Learn about the Saga pattern
When you adopt microservices architecture and start to apply the patterns, you rapidly run into a situation where you have a business transaction that spans across multiple services.
Database per service
The Database per service pattern is a generally accepted best practice which dictates that each service must have its own “database” and that the only way other services can access its data is through its public API. This helps to create loose coupling between services, which in turn makes it easier to evolve them independently and prevents the creation of a web of dependencies that make application changes increasingly difficult over time. In reality, this pattern may be implemented with database containers, or even schema within one database with strong security isolation, to prevent the proliferation of database instances and the associated management and maintenance cost explosion.
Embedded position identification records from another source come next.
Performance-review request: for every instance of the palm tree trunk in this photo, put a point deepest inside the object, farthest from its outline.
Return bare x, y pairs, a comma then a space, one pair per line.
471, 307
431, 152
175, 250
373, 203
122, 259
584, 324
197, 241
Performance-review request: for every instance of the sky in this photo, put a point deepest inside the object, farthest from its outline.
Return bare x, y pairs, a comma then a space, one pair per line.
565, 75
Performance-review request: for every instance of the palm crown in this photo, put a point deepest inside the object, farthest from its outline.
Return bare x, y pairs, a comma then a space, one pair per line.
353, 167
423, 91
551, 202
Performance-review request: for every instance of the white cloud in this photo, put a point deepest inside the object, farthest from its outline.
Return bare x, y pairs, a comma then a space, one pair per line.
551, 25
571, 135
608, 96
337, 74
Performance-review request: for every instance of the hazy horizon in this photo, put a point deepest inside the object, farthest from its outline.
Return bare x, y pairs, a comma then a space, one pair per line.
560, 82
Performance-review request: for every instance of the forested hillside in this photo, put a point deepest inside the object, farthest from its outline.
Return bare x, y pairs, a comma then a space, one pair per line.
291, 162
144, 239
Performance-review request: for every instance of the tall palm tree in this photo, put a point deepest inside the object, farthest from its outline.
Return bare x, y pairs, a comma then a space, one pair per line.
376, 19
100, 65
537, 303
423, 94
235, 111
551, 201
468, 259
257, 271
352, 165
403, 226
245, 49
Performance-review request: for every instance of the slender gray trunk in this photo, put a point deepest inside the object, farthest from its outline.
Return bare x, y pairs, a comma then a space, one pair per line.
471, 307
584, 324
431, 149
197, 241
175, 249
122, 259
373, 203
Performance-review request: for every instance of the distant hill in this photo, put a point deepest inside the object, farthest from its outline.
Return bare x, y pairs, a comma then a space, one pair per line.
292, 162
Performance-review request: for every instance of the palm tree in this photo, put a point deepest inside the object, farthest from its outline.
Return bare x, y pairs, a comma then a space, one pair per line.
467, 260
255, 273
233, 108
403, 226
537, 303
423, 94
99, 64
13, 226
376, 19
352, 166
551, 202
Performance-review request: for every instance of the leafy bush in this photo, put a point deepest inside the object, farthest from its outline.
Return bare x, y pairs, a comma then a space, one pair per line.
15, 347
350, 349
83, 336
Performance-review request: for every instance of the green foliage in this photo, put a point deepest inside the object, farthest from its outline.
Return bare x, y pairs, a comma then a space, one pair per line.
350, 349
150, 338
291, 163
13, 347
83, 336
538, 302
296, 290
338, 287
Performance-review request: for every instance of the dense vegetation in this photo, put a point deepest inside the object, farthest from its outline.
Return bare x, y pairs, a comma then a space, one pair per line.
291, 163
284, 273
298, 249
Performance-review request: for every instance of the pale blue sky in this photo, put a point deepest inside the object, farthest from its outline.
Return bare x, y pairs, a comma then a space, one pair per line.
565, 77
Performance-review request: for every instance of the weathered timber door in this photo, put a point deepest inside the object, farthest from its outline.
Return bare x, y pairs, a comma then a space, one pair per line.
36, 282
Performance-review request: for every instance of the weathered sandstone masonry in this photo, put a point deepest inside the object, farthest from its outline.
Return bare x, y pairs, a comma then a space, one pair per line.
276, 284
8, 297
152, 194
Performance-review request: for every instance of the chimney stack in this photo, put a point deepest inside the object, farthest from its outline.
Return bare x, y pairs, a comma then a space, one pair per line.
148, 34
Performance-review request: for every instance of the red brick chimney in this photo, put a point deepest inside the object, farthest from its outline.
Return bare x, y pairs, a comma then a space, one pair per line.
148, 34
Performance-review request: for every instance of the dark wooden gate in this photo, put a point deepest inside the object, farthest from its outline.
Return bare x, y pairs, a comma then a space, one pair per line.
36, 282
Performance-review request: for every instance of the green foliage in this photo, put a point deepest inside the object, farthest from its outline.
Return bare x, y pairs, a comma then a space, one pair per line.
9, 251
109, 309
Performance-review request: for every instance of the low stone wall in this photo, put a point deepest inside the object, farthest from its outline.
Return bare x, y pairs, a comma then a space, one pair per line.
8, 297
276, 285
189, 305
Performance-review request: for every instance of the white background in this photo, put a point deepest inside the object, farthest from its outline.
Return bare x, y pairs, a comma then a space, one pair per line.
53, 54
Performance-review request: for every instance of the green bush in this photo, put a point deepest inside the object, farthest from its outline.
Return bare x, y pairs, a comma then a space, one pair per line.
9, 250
Transactions that span services
The obvious challenge with the Database per service pattern is that a database transaction cannot span databases, or services. So if you have a scenario where you need to perform operations in more than one service’s database, you need a solution for this challenge.
A saga is a sequence of local transactions. Each service performs local transactions and then triggers the next step in the saga. If there is a failure due to violating a business rule (e.g. trying to withdraw more money than is in an account) then the saga executes a series of compensating transactions to undo the changes that were already made.
Saga coordination
There are two ways to coordinate sagas:
- Choreography - each local transaction publishes domain events that trigger local transactions in other services
- Orchestration - an orchestrator (object) tells the participants what local transactions to execute
You will use the orchestration approach in this module.
Note: You can learn more about the saga pattern at microservices.io.
The Cloud Cash Transfer Saga
In this module you will implement a saga that will manage transferring funds from one user to another.
When the user submits their request, a microservice will pick up the request and invoke the Transfer service (which you will write in this module) to process the transfer.